List of FTP modification commands and details of filtering

  • ALLO: This command allocates the storage space on this server and accepts one or several arguments. By default, a scan will be performed to check RFC compliance if the option “Enable modification commands” has been enabled. Otherwise, the command will be blocked.
  • APPE: This command adds (or creates) to the data location. This command is the object of a greater filter Indeed, this command is prohibited if the antivirus scan has been enabled (risk of bypass). Otherwise, the presence of at least one argument will be checked for.
  • DELE: This command deletes a given file and accepts one or several arguments. By default, a scan will be performed to check RFC compliance if the option “Enable modification commands” has been enabled. Otherwise, the command will be blocked.
  • MKD: This command creates a new folder and accepts one or several arguments. By default, a scan will be performed to check RFC compliance if the option “Enable modification commands” has been enabled. Otherwise, the command will be blocked.
  • RMD: This command deletes the given folder and accepts one or several arguments. By default, a scan will be performed to check RFC compliance if the option “Enable modification commands” has been enabled. Otherwise, the command will be blocked.
  • RNFR: This command selects a file that has to be renamed and accepts one or several arguments. By default, a scan will be performed to check RFC compliance if the option “Enable modification commands” has been enabled. Otherwise, the command will be blocked.
  • RNTO: This command specifies the new name of the selected file and accepts one or several arguments. By default, a scan will be performed to check RFC compliance if the option “Enable modification commands” has been enabled. Otherwise, the command will be blocked.
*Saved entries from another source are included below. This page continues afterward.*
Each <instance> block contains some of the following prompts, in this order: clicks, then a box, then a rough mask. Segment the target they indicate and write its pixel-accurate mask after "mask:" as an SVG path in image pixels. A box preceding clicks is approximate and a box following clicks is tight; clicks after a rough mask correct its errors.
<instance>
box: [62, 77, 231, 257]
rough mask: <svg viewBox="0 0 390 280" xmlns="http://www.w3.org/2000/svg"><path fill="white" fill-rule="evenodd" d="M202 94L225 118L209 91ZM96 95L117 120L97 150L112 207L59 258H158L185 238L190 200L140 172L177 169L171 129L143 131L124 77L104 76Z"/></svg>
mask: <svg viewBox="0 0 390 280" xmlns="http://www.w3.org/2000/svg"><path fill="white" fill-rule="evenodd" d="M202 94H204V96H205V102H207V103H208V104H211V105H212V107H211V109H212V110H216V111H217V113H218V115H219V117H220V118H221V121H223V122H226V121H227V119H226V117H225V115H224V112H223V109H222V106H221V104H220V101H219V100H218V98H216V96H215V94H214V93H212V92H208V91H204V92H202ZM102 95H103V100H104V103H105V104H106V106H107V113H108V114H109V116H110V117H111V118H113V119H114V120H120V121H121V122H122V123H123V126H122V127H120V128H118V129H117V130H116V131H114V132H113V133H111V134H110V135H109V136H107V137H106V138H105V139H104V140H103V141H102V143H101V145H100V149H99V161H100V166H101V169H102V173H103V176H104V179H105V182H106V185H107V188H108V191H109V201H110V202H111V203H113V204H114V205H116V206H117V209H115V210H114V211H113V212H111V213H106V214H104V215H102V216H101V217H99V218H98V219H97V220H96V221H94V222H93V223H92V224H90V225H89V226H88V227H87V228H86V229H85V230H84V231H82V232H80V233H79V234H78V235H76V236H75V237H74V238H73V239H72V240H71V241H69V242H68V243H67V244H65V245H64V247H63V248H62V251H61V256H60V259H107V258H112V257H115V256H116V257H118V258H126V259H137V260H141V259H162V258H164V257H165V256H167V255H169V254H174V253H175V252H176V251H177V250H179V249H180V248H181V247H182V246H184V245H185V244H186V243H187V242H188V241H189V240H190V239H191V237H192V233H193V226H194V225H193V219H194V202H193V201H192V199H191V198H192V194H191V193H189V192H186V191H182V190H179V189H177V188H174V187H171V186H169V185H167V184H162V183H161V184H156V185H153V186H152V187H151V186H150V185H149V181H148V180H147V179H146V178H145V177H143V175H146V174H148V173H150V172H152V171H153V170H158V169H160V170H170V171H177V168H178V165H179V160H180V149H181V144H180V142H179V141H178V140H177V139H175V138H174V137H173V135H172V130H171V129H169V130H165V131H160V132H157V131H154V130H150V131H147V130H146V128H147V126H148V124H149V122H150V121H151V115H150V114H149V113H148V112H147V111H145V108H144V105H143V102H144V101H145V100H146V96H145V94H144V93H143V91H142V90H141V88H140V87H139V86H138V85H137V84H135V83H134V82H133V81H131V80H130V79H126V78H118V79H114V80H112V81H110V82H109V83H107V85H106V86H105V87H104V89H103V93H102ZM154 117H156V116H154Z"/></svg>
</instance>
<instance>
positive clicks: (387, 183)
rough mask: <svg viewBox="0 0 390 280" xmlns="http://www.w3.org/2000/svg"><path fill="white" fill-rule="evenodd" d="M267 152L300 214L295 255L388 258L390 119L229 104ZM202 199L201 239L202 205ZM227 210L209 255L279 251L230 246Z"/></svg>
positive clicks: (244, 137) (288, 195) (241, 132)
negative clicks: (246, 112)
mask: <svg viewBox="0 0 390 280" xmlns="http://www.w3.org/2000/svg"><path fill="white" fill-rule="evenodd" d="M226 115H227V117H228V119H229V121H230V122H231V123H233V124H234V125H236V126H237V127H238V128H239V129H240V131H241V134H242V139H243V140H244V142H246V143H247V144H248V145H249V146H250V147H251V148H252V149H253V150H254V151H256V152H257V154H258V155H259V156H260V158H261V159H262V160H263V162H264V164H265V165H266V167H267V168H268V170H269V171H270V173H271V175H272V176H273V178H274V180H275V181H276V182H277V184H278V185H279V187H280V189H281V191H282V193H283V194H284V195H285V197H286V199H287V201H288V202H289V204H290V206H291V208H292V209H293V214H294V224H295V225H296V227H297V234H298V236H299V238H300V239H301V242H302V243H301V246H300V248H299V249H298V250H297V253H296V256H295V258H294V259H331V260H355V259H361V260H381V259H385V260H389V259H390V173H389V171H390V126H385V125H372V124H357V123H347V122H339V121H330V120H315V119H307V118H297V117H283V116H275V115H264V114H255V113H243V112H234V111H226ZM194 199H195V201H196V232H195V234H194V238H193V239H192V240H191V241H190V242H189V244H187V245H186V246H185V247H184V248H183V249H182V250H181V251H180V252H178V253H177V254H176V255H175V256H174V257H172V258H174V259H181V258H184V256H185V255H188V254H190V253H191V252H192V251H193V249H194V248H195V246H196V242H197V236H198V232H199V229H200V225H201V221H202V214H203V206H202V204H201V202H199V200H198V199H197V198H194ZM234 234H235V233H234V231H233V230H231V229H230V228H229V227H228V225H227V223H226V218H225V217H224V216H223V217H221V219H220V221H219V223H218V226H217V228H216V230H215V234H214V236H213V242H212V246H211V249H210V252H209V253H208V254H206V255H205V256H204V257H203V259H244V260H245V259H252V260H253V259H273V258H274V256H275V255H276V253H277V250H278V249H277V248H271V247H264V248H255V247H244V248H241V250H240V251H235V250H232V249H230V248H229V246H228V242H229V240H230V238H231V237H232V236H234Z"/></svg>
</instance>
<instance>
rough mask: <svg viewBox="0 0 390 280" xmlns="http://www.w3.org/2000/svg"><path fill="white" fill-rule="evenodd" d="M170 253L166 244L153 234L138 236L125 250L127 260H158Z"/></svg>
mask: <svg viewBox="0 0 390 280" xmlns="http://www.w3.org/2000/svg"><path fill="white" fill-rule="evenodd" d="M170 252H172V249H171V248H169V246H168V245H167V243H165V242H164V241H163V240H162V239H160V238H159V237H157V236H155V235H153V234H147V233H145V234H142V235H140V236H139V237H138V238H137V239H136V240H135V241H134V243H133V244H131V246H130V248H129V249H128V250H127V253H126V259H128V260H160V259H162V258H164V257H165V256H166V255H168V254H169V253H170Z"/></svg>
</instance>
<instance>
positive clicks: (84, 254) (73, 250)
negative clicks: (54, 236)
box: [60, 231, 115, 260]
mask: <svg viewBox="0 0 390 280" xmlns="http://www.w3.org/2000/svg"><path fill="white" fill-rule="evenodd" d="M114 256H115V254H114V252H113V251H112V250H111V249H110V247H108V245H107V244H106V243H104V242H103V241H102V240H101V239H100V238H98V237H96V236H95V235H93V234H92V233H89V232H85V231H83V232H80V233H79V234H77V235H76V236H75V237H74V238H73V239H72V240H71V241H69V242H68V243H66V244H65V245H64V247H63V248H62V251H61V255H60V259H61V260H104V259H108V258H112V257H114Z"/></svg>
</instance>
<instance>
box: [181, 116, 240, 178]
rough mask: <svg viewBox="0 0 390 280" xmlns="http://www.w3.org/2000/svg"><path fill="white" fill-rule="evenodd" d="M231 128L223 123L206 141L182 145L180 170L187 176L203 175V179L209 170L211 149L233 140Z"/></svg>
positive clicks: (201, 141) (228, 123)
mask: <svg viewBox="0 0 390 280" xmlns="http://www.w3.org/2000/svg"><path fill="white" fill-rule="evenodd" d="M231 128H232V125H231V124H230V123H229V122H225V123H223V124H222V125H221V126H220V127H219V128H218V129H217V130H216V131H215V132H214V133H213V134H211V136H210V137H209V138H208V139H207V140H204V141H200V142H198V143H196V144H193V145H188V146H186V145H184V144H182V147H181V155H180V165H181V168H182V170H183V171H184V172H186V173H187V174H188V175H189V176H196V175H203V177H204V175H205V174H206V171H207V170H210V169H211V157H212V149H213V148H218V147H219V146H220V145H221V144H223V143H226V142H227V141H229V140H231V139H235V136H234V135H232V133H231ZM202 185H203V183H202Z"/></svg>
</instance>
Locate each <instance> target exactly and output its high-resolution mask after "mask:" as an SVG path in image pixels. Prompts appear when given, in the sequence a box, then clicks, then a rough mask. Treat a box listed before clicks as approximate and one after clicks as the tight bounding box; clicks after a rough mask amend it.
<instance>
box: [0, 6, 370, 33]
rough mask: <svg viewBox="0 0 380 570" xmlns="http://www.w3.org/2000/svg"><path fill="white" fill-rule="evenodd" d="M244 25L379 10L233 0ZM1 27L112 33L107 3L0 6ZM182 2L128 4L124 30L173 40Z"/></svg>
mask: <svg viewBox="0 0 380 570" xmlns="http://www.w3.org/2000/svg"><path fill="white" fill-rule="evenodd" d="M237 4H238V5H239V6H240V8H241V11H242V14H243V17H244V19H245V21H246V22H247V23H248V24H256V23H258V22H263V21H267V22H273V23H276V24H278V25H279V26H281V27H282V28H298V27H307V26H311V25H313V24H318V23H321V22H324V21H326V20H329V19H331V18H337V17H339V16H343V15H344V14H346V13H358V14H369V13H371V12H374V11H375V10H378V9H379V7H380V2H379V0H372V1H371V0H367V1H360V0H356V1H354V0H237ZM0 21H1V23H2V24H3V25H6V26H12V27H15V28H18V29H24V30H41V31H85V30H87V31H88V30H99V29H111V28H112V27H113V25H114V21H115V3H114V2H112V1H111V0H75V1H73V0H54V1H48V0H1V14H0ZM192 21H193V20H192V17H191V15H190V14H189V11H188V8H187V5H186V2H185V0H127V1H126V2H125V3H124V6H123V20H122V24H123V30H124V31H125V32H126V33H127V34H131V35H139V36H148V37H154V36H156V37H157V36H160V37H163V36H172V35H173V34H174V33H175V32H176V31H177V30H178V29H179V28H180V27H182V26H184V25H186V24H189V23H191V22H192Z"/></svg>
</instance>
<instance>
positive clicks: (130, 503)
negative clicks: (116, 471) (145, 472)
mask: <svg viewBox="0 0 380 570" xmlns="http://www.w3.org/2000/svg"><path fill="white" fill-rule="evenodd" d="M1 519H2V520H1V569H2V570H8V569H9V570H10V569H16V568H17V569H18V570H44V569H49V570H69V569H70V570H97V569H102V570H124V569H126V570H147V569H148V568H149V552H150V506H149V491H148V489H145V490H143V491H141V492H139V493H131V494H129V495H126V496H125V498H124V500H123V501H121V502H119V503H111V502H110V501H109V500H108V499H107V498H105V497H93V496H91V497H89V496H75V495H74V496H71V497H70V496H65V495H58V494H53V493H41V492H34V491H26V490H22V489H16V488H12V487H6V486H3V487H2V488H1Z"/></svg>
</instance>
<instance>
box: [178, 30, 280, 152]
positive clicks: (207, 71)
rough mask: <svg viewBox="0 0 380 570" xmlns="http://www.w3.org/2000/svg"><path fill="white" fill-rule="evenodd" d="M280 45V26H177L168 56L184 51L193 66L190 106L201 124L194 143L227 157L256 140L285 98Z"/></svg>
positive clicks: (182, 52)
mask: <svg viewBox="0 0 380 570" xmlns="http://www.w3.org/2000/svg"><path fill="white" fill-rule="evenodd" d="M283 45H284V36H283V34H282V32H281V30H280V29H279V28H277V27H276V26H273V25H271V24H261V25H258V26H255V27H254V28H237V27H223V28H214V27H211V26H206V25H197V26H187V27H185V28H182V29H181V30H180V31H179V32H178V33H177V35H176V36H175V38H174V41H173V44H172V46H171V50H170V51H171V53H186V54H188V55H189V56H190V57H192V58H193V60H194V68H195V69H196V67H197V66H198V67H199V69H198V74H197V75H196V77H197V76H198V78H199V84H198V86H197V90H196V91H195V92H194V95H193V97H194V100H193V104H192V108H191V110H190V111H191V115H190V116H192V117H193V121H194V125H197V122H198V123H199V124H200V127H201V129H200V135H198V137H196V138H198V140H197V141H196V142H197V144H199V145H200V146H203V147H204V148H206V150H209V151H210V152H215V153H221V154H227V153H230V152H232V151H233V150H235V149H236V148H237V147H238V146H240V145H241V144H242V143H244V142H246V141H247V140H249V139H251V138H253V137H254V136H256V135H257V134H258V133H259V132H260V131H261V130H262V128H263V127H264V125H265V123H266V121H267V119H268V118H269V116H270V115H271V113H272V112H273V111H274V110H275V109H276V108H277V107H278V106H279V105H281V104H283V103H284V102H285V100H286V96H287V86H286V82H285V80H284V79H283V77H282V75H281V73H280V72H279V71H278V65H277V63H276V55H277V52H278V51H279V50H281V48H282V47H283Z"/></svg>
  • STOR: This command stores a given file and accepts one or several arguments. By default, a scan will be performed to check RFC compliance if the option “Enable modification commands” has been enabled. Otherwise, the command will be blocked.
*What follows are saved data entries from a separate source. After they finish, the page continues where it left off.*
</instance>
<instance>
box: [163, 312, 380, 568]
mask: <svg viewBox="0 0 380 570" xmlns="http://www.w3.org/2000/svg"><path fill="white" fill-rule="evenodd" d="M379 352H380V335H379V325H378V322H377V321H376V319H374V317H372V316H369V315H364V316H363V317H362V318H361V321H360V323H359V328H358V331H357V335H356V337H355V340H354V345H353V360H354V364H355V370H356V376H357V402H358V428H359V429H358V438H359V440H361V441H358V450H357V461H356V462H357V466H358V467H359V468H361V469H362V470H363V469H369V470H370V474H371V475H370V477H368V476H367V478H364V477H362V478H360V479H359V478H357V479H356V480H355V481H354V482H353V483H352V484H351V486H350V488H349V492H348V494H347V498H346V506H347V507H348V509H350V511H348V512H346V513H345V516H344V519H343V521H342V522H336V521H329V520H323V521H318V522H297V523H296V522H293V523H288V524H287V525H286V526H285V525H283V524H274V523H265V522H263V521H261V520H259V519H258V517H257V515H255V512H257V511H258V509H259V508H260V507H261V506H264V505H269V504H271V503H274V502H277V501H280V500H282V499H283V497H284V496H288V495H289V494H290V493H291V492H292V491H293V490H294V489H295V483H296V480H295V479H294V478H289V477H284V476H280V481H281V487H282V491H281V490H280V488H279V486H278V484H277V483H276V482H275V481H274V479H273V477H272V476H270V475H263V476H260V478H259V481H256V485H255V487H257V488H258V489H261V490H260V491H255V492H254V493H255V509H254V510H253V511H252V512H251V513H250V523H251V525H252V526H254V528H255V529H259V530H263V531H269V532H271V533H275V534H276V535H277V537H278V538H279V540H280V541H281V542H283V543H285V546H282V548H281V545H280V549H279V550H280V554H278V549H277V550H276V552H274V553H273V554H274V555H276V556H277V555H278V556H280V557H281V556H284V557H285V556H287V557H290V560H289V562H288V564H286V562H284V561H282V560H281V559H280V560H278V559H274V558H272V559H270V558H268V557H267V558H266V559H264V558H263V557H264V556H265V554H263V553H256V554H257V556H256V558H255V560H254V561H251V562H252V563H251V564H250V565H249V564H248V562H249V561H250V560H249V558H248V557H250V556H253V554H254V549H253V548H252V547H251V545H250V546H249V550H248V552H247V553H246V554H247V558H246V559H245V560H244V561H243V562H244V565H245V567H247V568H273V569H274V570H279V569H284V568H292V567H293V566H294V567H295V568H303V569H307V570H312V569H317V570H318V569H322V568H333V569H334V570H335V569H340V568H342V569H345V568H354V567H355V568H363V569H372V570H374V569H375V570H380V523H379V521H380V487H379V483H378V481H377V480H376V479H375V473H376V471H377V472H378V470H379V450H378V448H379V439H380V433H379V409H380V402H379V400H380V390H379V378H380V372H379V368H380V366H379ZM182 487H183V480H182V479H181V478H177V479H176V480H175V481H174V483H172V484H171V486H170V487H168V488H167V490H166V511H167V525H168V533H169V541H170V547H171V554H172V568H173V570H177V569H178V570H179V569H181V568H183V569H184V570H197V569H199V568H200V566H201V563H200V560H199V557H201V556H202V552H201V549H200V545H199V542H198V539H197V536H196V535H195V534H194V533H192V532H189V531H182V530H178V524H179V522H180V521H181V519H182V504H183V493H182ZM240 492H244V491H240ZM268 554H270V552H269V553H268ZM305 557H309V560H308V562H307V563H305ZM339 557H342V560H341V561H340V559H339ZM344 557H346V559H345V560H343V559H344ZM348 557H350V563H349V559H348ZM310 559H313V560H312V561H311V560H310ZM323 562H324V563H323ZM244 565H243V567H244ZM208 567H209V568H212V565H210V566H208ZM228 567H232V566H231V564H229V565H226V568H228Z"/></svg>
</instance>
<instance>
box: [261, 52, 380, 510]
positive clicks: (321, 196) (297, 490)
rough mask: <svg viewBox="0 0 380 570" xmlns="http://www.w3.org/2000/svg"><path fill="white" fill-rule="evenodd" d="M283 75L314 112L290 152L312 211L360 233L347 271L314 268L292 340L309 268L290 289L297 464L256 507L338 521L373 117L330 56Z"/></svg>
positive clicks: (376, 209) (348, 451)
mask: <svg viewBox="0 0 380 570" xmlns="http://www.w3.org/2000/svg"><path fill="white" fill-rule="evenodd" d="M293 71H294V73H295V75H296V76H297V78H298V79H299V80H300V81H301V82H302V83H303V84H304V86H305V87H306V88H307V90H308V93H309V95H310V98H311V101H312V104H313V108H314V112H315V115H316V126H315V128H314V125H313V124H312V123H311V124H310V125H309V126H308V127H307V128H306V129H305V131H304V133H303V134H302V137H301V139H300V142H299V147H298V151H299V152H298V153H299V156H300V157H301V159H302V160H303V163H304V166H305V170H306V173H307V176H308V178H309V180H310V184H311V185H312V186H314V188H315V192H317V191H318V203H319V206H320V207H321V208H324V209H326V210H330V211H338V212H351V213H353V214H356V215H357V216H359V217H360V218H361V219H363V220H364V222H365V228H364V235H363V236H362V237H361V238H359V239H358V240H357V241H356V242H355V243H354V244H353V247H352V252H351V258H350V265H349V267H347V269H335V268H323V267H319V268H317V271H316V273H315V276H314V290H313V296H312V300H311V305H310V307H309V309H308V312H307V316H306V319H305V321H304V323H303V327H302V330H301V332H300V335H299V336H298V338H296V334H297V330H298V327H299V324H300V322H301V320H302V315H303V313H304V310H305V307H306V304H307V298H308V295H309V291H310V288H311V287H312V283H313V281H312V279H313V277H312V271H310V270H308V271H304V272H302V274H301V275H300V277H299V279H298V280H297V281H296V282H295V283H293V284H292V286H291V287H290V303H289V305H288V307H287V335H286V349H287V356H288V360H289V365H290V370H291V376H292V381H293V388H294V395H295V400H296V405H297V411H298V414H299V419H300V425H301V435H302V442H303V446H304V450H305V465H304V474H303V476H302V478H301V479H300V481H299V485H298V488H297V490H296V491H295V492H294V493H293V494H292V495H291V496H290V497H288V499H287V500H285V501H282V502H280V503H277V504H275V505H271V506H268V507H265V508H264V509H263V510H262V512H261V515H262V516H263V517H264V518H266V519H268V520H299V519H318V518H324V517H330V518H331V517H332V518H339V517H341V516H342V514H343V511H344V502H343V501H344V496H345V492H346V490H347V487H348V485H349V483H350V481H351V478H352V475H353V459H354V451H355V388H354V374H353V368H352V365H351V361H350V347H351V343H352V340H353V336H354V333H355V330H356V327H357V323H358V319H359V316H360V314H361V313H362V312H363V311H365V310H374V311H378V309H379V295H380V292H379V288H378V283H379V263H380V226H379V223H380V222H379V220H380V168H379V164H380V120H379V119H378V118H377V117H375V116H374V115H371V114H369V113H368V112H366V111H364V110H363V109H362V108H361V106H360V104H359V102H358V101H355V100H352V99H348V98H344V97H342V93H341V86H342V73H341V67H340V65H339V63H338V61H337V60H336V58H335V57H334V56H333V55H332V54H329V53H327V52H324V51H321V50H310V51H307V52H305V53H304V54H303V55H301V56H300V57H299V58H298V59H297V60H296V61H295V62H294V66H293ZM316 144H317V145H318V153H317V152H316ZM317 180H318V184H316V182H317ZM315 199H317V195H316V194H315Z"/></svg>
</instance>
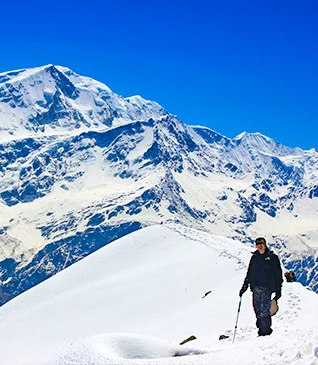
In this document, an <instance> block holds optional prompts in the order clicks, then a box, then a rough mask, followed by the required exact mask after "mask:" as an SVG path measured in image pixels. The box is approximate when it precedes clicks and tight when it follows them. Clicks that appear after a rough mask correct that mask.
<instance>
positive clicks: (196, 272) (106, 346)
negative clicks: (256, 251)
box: [0, 224, 318, 365]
  • STOU: This command stores a given file with a unique name. This command does not accept arguments. By default, a scan will be performed to check RFC compliance if the option “Enable modification commands” has been enabled. Otherwise, the command will be blocked.
  • XMKD: This command creates a new folder and accepts one or several arguments. By default, a scan will be performed to check RFC compliance if the option “Enable modification commands” has been enabled. Otherwise, the command will be blocked.
  • XRMD: This command deletes the given folder and accepts one or several arguments. By default, a scan will be performed to check RFC compliance if the option “Enable modification commands” has been enabled. Otherwise, the command will be blocked.